"Primate", satisfactoria para quienes aman el gore, pero con un guion elemental

"Primate" es un filme de terror directo y sangriento que apuesta por el horror corporal, los jumpscares y la tensión animal sin profundizar.


Cinetiketas | Jaime López


Las personas que aman el horror corporal saldrán satisfechas con las dosis de sangre exhibidas en "Primate", el primer filme comercial de Estados Unidos estrenado este 2026.

La propuesta en cuestión es dirigida y coescrita por Johannes Roberts y se basa en una premisa sumamente sencilla, que hace recordar algunas de las historias de serie B producidas a lo largo de las décadas de los setenta, ochenta y noventa, como "Tiburón", "Cujo" o incluso "Anaconda".

Ello debido a que las y los protagonistas deben sobrevivir el acecho o persecución de una peligrosa especie animal, cuyo único propósito es matarlos o eliminarlos.

En ese sentido, "Primate" es un producto de entretenimiento que no ahonda en la psicología de sus personajes y que simplemente busca generar tensión a las y los aficionados al género. ¿Lo logra? Por las reacciones de la audiencia en la función a la que acudió un servidor, la respuesta es un rotundo sí.

Con un elenco de actrices y actores incipientes, cuyos rostros todavía no son muy populares, la película goza de un buen ritmo y tiene como una de sus principales virtudes el estar ambientada en una casa laberíntica, que le agrega más suspenso al argumento.

Ademas, la decisión de haber incluido en el reparto al primer histrión sordo en ganar el premio Oscar como mejor actor secundario, Troy Kotsur, le da más realce a "Primate".

Lo anterior con motivo de que las escenas en las que aparece el intérprete de "CODA" destacan por su empatía, lenguaje incluyente y sensibilidad.

Kotsur da vida al papá de dos jóvenes hermanas, que llevan bastante tiempo sin estar juntas y las cuales conviven con "Ben", el primate del título, que, al principio, es como otro miembro de la familia.
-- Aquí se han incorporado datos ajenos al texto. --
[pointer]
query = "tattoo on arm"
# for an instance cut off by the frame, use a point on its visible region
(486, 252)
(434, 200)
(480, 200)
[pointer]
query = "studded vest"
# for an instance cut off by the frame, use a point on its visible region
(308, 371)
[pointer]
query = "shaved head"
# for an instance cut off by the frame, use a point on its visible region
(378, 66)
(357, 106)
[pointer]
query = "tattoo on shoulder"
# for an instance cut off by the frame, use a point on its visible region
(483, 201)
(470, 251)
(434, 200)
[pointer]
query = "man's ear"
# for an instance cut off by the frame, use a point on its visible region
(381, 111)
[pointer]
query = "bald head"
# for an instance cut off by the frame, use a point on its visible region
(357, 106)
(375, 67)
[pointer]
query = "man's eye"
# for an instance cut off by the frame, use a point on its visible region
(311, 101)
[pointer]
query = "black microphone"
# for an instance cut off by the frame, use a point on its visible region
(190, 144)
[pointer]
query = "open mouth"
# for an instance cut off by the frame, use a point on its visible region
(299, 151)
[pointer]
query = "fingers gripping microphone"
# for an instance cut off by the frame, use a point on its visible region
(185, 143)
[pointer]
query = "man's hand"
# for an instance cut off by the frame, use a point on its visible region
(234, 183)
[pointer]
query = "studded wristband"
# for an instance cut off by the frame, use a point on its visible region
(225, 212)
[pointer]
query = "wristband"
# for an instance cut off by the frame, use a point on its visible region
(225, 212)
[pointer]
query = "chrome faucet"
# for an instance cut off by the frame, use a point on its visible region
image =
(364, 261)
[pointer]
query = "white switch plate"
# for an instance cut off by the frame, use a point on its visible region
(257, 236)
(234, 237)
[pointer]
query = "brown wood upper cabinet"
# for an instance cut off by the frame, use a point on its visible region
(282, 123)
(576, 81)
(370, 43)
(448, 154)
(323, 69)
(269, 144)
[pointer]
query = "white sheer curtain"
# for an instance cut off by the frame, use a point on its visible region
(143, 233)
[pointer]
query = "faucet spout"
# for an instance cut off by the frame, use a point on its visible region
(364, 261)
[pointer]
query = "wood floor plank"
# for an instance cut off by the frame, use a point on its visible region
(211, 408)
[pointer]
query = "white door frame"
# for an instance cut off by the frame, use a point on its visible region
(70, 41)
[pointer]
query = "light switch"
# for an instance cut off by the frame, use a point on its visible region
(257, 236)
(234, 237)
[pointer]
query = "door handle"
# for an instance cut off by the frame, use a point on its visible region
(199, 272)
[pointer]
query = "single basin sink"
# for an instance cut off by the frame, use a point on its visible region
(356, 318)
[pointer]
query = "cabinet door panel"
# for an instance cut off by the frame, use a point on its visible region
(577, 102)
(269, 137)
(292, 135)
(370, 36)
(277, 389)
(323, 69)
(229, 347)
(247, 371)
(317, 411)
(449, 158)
Ahora bien, aunque la trama plantea el dolor que sienten las chicas por la ausencia de su madre, esta idea no es suficientemente desarrollada y prefiere enfocarse en las persecuciones del antagonista. Eso sí, la historia tiene el acierto de situar gran parte de sus 89 minutos de duración en una piscina, en donde las protagonistas se resguardan del primate, porque éste no sabe nadar.

En cuanto a la recreación del personaje asesino, es sumamente aceptable la manera en que el departamento de producción diseñó sus movimientos, miradas y ademanes. De ahí en fuera, la película es un festín de jumpscare, es decir, imágenes sorpresivas que aparecen acompañadas de fuertes ruidos para hacer que el público salte en su butaca.

Con una clasificación C, es decir, que solo puede ser vista por mayores de 18 años, "Primate" es una opción palomera para iniciar el año filmico, pero carece de las metáforas o críticas sociales del buen cine de terror contemporáneo.